In this article we will discuss the challenges in demonstrating disease modification in OA, illustrate this with examples of recently published clinical trials, and then describe the current status of APPA, a novel, patented potential Disease Modifying Osteoarthritic Drug (DMOAD). APPA is an oral combination of two synthetically produced isomers, originally of plant origin: 4-hydroxy-3-methoxyacetophenone (apocynin) and 2-hydroxy-4-methoxyacetophenone (paeonol).
Pathophysiology of OA
OA is a disease of diarthrodial joints and had historically been considered to result from ‘wear and tear,’ leading to cartilage loss and reduction in the joint space resulting in pain and damage to the bone. Research over the last decades has established that OA involves the whole joint with not only loss of cartilage, but also changes in the subchondral bone, synovium, tendons, ligaments and muscles. It is now recognised that the disease process is more complex than originally assumed and, to a lesser or greater degree, involves chronic inflammation,15 mainly involving the innate immune system,16 triggered for example, by aging or obesity.17,18 Ageing of itself has important consequences with regard to OA, including low grade12 inflammation (inflamm-aging), mitochondrial dysfunction with oxidative stress, and cell senescence.19,20 It has now been established, however, that OA is a heterogenous disease with several different phenotypes and possible triggers that lead to a common final pathway resulting in jointdestruction.21-26 The roles of bone, cartilage, and synovium in OA with cross talk between them involves many different pathways and provides numerous potential treatment targets.27-29
Current Treatment of OA
Despite the importance of OA on patient QoL, the human cost of pain and disability caused, and economic costs, treatment options are limited. Unlike rheumatoid arthritis (RA), no interventions have been approved that alter the course of the disease – a pharmacopeia of DMOAD as the holy grail of OA treatment.
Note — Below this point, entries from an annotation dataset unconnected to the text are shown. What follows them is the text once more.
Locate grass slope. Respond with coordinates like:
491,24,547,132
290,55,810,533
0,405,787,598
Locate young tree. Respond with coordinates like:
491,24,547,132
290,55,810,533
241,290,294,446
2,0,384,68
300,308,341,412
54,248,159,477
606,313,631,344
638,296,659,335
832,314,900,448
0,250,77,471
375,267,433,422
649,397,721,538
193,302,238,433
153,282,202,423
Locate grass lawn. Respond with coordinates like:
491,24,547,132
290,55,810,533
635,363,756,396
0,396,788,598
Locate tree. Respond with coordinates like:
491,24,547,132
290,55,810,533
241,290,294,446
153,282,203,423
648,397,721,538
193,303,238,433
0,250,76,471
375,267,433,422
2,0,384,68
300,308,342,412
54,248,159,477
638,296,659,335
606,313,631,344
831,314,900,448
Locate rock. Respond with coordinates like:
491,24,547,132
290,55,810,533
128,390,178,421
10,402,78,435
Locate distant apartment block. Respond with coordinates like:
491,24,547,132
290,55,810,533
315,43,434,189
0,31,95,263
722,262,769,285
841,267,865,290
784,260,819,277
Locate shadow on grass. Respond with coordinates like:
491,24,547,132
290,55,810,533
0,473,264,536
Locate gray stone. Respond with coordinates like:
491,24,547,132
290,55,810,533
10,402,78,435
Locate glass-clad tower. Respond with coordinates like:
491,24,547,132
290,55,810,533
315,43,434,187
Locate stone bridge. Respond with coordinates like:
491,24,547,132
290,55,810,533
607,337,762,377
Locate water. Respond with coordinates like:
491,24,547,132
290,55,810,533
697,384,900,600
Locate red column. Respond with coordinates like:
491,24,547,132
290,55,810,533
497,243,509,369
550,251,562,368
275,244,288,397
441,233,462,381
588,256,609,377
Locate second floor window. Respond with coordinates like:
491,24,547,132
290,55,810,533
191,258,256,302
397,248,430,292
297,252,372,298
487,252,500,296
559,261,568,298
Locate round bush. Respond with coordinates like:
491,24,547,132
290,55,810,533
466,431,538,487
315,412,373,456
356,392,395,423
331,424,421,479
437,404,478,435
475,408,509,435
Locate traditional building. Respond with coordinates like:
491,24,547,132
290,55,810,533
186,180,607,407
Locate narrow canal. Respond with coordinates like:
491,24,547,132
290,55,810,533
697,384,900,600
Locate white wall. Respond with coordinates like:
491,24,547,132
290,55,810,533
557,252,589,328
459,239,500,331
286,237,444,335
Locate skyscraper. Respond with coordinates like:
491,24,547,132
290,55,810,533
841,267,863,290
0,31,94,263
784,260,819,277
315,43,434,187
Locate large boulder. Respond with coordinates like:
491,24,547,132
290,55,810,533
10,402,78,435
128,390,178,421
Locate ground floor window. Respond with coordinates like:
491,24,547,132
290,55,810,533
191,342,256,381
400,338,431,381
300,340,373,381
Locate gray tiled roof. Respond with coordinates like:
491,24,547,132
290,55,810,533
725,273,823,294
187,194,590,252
The primary reason subjects visit physicians with OA is because of pain. Recommendations for treatment pathways are available in a number of publications,30-33 most of which start with education, self-management and lifestyle interventions such as weight loss and increased exercise. Studies of pharmacological interventions most often involve the knee rather than other sites of OA and have been of limited duration focussing on pain as the primary outcome measure. It must be noted, however, that many subjects have multiple joint involvement and that the pain is chronic.
Oral analgesics such as acetaminophen (paracetamol) and non-steroidal anti-inflammatory drugs (NSAIDs) are widely recommended but use of NSAIDs is limited due to toxicity34,35 and should be used at the lowest dose and the shortest possible time.33 Recent evidence however has questioned the efficacy of acetaminophen in OA.36-38 Topical NSAIDs are recommended as effective but without the safety concerns associated with the oral forms. In the event that pain relief is insufficient then opioids are an option with the associated concerns over long term use.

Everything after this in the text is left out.